The success of Catholic-Jewish dialogue circles lies in the personal relationships that often develop among participants. Those friendships provide the basis for offering support during particularly painful episodes of antisemitism. But Dr. Simkovich admits that translating the advances made in those smaller conversation circles into wider understanding can be a challenge.

“There’s a huge disparity between what’s happening in these smaller communities of dialogue and what I’m seeing from people in the pews,” she said. “The question is how to bridge this gap between a very small but robust community of Catholic and Jewish scholars and clergy and what’s happening in the broader Catholic community, which tends to be less passionate about combating anti-Judaism.”

But Dr. Simkovich said she remains hopeful.

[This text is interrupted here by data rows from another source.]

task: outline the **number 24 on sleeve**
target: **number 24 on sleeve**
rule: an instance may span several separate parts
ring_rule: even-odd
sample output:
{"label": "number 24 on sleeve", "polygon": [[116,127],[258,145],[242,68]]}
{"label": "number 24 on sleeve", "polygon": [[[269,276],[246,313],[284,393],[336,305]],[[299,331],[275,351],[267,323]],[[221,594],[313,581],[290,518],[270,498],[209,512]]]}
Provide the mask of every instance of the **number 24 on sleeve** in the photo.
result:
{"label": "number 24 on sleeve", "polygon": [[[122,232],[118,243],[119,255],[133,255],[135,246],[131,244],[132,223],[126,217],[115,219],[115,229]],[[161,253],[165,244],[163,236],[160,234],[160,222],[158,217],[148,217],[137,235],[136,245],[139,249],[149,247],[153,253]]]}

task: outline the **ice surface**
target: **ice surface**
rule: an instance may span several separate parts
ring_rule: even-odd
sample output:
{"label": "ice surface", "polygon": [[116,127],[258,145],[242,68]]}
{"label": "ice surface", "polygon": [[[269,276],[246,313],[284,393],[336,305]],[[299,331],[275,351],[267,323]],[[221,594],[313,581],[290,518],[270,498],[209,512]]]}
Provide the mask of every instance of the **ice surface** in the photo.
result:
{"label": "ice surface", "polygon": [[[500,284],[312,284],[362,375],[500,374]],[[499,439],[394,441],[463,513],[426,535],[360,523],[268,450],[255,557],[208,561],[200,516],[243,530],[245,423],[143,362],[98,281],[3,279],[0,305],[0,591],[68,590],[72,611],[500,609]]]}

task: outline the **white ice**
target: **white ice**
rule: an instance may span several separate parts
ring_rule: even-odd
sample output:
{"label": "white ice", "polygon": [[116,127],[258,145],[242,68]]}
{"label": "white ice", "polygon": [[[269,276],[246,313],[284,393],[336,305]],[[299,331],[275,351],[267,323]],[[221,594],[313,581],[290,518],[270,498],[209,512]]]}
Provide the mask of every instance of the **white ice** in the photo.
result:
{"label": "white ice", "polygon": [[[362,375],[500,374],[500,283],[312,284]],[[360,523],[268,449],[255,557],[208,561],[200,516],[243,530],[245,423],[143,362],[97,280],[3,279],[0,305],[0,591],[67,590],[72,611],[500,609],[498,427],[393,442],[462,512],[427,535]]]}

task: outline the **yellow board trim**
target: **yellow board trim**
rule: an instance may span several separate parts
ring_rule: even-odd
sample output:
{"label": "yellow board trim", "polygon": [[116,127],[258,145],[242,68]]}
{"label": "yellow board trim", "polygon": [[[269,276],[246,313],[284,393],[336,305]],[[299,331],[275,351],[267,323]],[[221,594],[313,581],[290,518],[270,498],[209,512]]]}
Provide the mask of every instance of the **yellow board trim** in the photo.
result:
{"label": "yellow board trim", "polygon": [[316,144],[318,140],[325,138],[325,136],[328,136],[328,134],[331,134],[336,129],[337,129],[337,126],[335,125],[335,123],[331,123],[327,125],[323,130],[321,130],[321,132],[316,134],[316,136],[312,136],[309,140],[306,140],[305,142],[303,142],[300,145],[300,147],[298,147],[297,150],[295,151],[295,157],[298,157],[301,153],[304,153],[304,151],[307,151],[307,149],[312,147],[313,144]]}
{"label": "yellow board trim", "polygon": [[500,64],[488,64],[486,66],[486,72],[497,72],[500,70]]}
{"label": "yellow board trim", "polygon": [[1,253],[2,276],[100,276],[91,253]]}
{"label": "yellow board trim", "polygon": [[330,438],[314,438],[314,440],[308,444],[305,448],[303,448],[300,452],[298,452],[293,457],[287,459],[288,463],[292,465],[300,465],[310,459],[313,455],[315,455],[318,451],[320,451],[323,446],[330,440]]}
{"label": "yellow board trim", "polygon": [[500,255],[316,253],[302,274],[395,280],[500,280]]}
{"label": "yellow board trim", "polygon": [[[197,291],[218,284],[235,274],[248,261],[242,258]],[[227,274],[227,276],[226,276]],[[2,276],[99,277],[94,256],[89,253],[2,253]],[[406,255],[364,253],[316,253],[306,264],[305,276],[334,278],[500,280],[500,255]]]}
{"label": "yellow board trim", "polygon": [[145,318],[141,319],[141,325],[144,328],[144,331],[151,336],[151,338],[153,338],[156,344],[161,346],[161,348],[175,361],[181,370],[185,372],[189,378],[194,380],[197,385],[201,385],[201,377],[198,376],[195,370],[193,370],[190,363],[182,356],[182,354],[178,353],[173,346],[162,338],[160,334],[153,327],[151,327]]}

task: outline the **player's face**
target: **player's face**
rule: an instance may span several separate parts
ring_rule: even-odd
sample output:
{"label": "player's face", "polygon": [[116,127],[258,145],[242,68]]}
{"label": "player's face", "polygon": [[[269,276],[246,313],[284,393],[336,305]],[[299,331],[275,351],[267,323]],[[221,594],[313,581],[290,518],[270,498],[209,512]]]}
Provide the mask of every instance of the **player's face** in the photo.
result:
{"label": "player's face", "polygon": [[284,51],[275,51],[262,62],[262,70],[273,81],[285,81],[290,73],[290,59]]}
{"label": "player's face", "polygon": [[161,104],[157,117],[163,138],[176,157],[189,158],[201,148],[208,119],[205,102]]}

“I try to be optimistic because I think change is really slow,” Dr. Simkovich said. “We're talking about a generation that’s pushing back against 2,000 years of history, and it’s going to take us a very long time to affect the change that we are impatient to see now.”

The church will mark 60 years since the publication of “Nostra Aetate” in 2025, which means there are fewer Catholics today who remember a time when Catholic teaching was far less hospitable to Jews and other religious groups than it is today. That means it is especially important for younger Catholics to learn about that history—even if it feels painful.

“Whether it be directed towards people of color, immigrants, Jews, Muslims, hatred is never acceptable,” the cardinal said.

“We don’t know our own history,” Cardinal Gregory said. “The farther away we get from a terrible moment in history, there are fewer people who have firsthand knowledge of it.”

Future leaders, especially, must educate themselves about past challenges if they want to effectively address contemporary issues, he added.

“We won’t be able to get beyond our history, we won’t be able to get about the job of healing, of reconciliation, if we don’t recognize the causes that drove us apart,” Cardinal Gregory said. “If you don't know what caused the problem, you won’t know why the solutions have to be issued.”

Cardinal Gregory said that while not all Catholics will have the opportunity to engage in projects aimed at dialogue with the Jewish community, they should nonetheless seek to learn about Judaism’s impact on their faith. He pointed to the liturgy and Catholic prayer life as good examples.

“Our Catholic liturgy has a great debt that goes back to the first Christians, including our Lord and Blessed Mother herself: They were Jewish,” he said. “And when they prayed, they prayed in the Jewish context.”

Cardinal Gregory pointed to Pope Francis, who has said that a true Christian cannot be an antisemite. He said he recognized that there are many areas of injustice prevalent in our society, and said Christians should see “them as interrelated hatred.”

“Whether it be directed towards people of color, immigrants, Jews, Muslims, hatred is never acceptable,” the cardinal said.